LLMs need to interact with external services and data. The first-generation solution was to create rigid, imperative "tools", functions with fixed parameters. But that solution created its own problem; a fragmented ecosystem of incompatible tool definitions across Langchain, OpenAI function calling, Anthropic tools, and so on.
MCP addressed this fragmentation by providing a standard protocol. But the architecture involves multiple layers: the LLM calls a tool wrapper, which talks through the MCP protocol to an MCP server, which translates to an API call, which finally reaches the API. Information flows back through the same chain.
MCP solved interoperability, but are we standardizing the wrong layer?
APIs are already declarative interfaces. OpenAPI specs tell you what endpoints exist, what they accept, what they return, authentication requirements, rate limits, and schemas. The LLM should be able to read the OpenAPI spec, construct HTTP requests, and call the API directly.

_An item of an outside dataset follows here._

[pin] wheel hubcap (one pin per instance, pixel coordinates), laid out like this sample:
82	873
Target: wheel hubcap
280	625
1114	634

Tool overload degrades LLM reasoning
Context windows are limited. Not just in their max windows of 128k or 1M tokens, but the window in which they're most effective. This is often around ~8-12k tokens, but it degrades at different rates per model beyond that. Attention then is a scarce, and precious resource.
Context rot and long context need-in-a-haystack studies show that as context length increases, the model's reasoning capability decreases, exceptionally so in the presence of distractors. When information similar to the needle is co-present, the quality of the output decreases even more than simple bloat. And that's essentially what we're doing by providing similar tool schemas all at once with every request. Some of my basic research on this effect in tools demonstrates how semantic crowding from similar tool definitions degrades both selection accuracy and reasoning quality.

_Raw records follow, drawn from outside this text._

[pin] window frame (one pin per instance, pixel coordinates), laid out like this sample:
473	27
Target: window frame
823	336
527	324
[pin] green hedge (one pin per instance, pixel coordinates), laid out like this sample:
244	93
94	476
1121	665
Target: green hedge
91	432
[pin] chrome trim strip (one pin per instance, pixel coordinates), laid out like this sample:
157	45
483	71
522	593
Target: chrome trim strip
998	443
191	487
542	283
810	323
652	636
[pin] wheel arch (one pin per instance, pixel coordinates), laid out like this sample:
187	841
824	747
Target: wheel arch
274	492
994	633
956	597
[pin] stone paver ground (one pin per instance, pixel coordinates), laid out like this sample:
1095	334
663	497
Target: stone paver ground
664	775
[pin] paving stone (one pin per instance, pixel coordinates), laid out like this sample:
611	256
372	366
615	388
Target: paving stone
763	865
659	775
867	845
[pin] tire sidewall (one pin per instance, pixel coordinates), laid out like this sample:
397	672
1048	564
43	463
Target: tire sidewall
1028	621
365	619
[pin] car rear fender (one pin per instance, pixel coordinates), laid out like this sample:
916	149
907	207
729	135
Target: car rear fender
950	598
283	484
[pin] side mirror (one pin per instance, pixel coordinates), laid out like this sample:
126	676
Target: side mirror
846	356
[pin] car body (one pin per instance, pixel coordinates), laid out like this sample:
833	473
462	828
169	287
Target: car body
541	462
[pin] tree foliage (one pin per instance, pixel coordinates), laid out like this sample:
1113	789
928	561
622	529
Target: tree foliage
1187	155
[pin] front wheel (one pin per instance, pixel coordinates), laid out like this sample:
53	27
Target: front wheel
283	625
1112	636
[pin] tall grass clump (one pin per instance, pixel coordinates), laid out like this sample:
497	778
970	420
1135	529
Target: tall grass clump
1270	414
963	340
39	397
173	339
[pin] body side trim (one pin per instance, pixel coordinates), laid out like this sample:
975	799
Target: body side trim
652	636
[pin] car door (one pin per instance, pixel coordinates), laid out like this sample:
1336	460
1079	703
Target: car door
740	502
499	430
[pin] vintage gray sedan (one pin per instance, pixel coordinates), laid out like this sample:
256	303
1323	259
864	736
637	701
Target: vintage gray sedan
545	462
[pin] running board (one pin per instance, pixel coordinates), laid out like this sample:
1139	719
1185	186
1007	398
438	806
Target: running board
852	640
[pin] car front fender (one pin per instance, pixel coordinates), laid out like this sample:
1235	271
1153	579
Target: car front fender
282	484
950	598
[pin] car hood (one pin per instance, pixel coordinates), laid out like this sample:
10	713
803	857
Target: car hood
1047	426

But agents need to take actions in the world, from reading websites, to using github, notion, and other integrations etc. These capabilities have how-to's, schemas, that occupy space in the models context window. When you connect many of these tools to one agent, i.e. 'give an agent 3 MCPs', they can easily get overwhelmed because the toolset as a wall-of-text approach introduces distractors and pushes models past their window of highest effectiveness. These studies show that we're handling agent capabilities very poorly in relation to language models and the way transformer attention mechanisms work.
Agents ultimately need interfaces for interacting with APIs, and those interfaces today are custom/api-specific tools and MCPs. Many people in applied AI are building either custom functions or MCPs to wrap APIs in order to make them accessible to, and usable by, agents. MCP is the protocol that makes these custom tools compatible across clients, which is valuable progress.

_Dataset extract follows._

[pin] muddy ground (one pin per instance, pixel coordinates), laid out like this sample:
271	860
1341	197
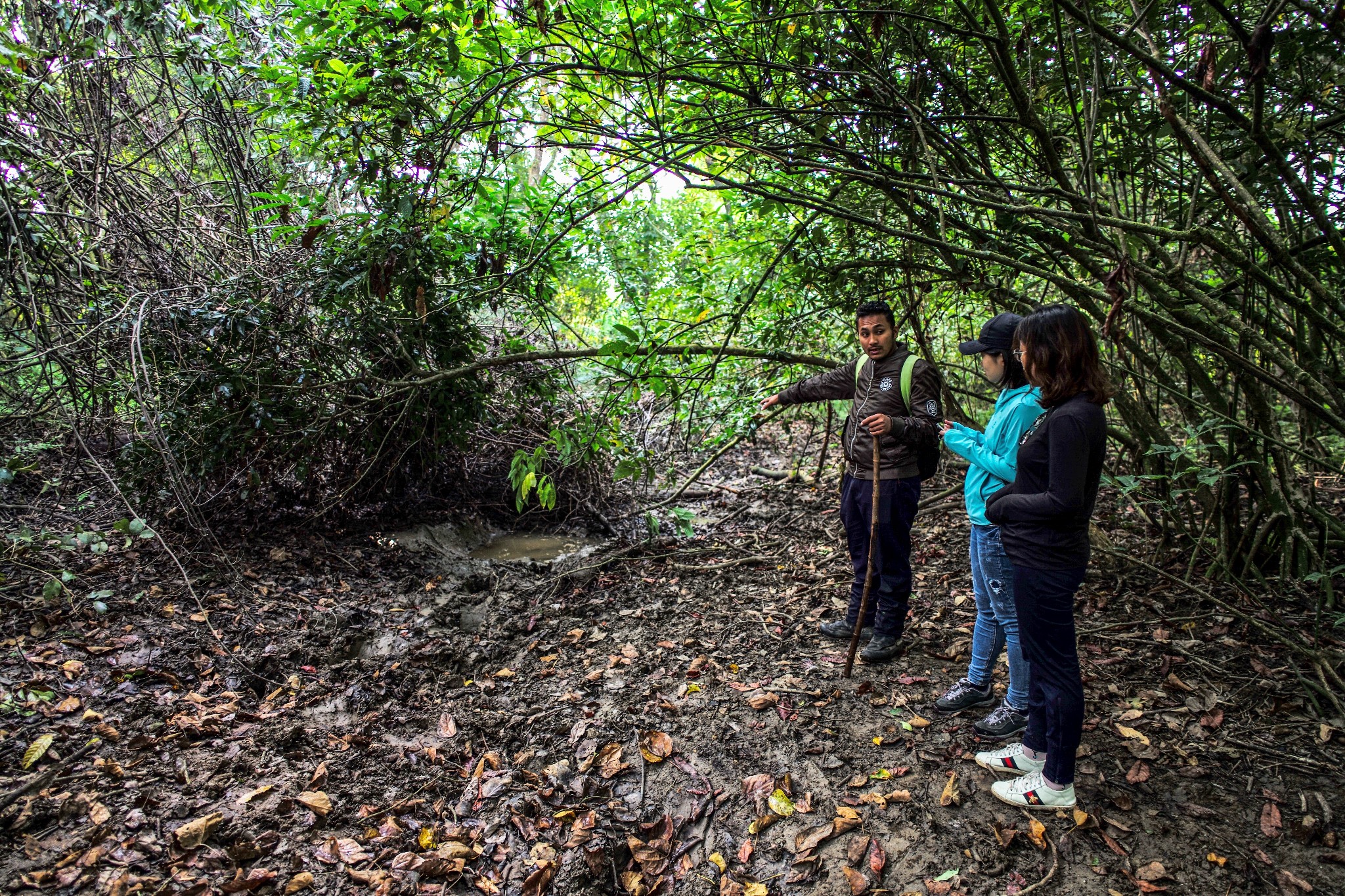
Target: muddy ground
382	711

However, MCP inherits the same constraint as standard function calling: exposing every tool and schema upfront with each call. As MCPs grow larger, giving multiple MCPs to one agent can overwhelm the model's coherence, leading to reliability issues. The model gets more confused the more tools you throw at it at once, which is a fundamental challenge with the current architecture rather than an implementation issue.
These issues are challenging to overcome through sheer brute-force model training, and while models will continue to improve, so can information architecture, and they work hand-in-hand in that improved models will actually think and work better with focused context and task.
Another problem with API-specific MCPs and function-based tools is that APIs are living things. They're subject to change. When an API changes, the MCP/Tools have to as well. This misalignment leaves MCP maintainers chasing after API updates, and can leave a lot of breakage if not maintained in lockstep.
Tools provide ergonomics, scope capabilities, and filter responses into focused outputs
Language models need to know what tools they have access to in order to take action. LMs also need to know how to use their tools, and tools self-document; they tell the LM what they do, and how to use them. Agents need clean, focused inputs, and sensible defaults to make them easy to use. There are a number of reasons we need tools, outlined in part in principles for building effective agent tools, which discusses the need for cognitive ergonomics, abstraction, and focused interfaces. Tools also allow developers to determine what actions are available to the agent; they're necessary to determine the capabilities the LM should and shouldn't have.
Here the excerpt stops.